Trump has proposed several measures to reduce federal spending to address the funding challenge, Bush said.

"On the campaign trail, he promised to employ broad-based tariffs to offset the cost of the tax changes," Bush added. "Many economists believe, and I tend to agree, that tariffs transfer the revenue gained by the government from U.S. consumers in the form of higher prices. Tactical tariffs to address various trade inequities can be a valuable trade/diplomacy tool."

Trump's Department of Government Efficiency, or DOGE, led by Elon Musk "is specifically chartered to find cost savings within the government."

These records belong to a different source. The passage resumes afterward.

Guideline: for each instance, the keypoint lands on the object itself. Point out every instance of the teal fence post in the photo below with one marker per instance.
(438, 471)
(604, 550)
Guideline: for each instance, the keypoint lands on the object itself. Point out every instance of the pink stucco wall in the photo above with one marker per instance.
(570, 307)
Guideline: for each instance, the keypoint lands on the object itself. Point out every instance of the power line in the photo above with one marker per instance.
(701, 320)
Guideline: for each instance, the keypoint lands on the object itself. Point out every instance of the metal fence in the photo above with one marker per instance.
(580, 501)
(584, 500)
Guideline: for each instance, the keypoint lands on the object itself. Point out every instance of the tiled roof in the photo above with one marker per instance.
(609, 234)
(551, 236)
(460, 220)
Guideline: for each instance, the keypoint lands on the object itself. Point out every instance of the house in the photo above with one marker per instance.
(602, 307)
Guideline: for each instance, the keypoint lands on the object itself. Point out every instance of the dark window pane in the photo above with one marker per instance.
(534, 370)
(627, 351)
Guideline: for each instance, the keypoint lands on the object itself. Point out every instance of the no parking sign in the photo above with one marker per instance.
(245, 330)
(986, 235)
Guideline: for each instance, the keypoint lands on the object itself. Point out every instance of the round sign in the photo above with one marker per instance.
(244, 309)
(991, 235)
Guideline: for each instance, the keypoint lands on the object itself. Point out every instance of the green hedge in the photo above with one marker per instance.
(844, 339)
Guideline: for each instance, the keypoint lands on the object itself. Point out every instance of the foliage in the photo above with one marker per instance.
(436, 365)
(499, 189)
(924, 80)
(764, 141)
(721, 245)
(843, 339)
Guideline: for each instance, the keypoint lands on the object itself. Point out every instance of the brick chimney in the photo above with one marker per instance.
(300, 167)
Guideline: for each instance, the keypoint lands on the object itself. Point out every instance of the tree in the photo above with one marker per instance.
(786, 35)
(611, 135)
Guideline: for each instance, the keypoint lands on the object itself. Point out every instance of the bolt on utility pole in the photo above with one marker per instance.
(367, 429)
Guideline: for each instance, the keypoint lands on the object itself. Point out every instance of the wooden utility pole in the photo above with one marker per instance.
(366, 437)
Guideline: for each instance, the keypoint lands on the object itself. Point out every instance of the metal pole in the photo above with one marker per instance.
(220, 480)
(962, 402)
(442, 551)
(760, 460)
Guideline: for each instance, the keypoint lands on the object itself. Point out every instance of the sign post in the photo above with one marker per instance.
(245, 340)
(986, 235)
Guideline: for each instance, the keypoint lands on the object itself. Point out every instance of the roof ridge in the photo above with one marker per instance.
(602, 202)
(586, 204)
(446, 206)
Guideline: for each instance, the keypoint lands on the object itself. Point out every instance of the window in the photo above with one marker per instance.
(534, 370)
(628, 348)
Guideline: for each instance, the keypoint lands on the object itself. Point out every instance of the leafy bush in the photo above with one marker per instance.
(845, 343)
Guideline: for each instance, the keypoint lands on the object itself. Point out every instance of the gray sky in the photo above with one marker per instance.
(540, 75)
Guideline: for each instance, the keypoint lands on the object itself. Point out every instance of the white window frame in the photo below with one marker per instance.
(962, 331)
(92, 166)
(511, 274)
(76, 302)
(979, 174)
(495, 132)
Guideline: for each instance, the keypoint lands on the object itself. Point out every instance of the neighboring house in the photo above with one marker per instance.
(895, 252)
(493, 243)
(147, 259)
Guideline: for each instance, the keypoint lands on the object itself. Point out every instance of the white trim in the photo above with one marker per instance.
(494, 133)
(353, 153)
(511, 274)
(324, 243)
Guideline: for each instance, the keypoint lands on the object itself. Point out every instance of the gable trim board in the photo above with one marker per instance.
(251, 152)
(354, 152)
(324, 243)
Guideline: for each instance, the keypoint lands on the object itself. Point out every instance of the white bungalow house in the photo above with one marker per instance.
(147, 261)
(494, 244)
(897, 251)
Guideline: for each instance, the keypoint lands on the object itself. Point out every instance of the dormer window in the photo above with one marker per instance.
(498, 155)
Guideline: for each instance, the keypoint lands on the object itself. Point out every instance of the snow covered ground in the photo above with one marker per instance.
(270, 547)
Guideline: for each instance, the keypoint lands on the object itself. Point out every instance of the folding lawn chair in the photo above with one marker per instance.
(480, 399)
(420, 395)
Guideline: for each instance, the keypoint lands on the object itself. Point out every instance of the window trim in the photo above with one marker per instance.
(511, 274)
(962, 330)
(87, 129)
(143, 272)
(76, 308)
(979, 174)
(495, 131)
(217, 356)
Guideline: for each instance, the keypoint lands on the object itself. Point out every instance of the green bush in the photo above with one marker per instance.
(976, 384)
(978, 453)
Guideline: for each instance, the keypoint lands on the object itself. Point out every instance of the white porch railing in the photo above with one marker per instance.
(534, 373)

Another proposal: "Rolling back the energy tax credits provided by Biden’s Inflation Reduction Act. While not significant in dollar terms, they are undoubtedly symbolic," Bush said.

"Trump’s efforts to de-regulate our economy should provide additional economic growth and, thus, more tax revenue," Bush opined.

One under-the-radar area is the 50% reduction in corporate tax revenue as a percentage of GDP over the last 50 years, Bush pointed out. "Some in the GOP believe generating additional revenue in this area of the code is warranted."

Bottom line: "Trump’s tax cut pledge presents a complex challenge for policymakers," Bush said. "While the proposed measures aim to benefit various segments of the population, the significant cost of extending the TCJA provisions necessitates careful consideration of funding strategies. The ongoing debate in Congress will likely focus on finding a balance between providing tax relief and ensuring the nation’s long-term fiscal health."

The Committee for a Responsible Federal Budget noted in its analysis that there's "a significant risk that the narrative that the tax cuts came closer to paying for themselves than projected will be used to argue extensions do not need to be offset. This is a dangerous path to take."

The fiscal situation, the group wrote, "is far worse today than when the TCJA was passed, with debt at nearly 100% of GDP and interest costs at 3.1% of GDP — compared to 75% and 1.4% before TCJA was enacted. This means further borrowing is likely to be even more detrimental to the economy than it was when debt was lower. Meanwhile, the tax cuts being considered for extension are likely to grow the economy by significantly less than those that are already permanent — estimates suggest that extension will pay for no more than 14% of itself and that the effects could be negative on a dynamic basis."